Editor’s note: This story and headline were updated to reflect Pritchard is on the U.S. national team and is still attempting to qualify for the 2024 Games.
One year out until the 2024 Paris Olympics begin and Staff Sgt. Brianna Pritchard is preparing to hopefully serve some serious moves on the dance floor next summer.
“I get to represent the United States as both an athlete and a soldier. Not sure how it gets any better than that,” she told 12News KPNX.
The Army National Guard member born and raised in Anchorage, Alaska, is on the first-ever U.S. national team for breaking, the competitive sport commonly known as break dancing, which is making its debut at the upcoming international sporting event. She will attempt to qualify for the Olympic Games this fall, according to Kristen Gowdy, a spokesperson from Team USA.

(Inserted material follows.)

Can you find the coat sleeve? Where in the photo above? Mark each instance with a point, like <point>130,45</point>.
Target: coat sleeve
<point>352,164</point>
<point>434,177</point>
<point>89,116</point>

The highly anticipated Paris Games, scheduled for July 26 to August 11, offers athletes from around the world the chance to showcase their incredible talents — even with less familiar sports like breaking. But, excitement for the competition comes as debate over participation of Russian athletes at the Games heats up amid the ongoing war in Ukraine.
So what is breaking? How will it be scored? Let’s ‘break’ it down.
Breaking is a dance style, first featured at an Olympic event in 2018, characterized by a combination of athletic maneuvers including spins, flips and other complex body movements. Other sports that have also recently premiered on the Olympic stage include sport climbing, skateboarding, surfing, BMX freestyle and 3x3 basketball.
The b-boys and b-girls, as the breaking competitors are known, will be judged on their performance using various criteria like originality, technique and execution.
The breaking events are currently slated to occur at La Concorde in Paris from August 9-10, 2024.
Pritchard — nicknamed “Snap 1″ — serves with the Arizona Army National Guard, 12News KPNX reported, though she also served with the Alaska Army National Guard, according to an Army release.
She has worked as a UH-60 Black Hawk helicopter mechanic and technical inspector, as the only female flight instructor in the Alaska National Guard and as an honor graduate for the flight instructor course, the release added.
In 2021, her Army National Guard unit was attached to the California Army National Guard’s 40th Combat Aviation Brigade and activated to deploy to the Middle East, according to the release.
“If you dedicate yourself with enough discipline, you can serve your country, be an outstanding soldier, and achieve your dreams,” she said in the release.
Military Times did not immediately hear back to requests for comment from Pritchard.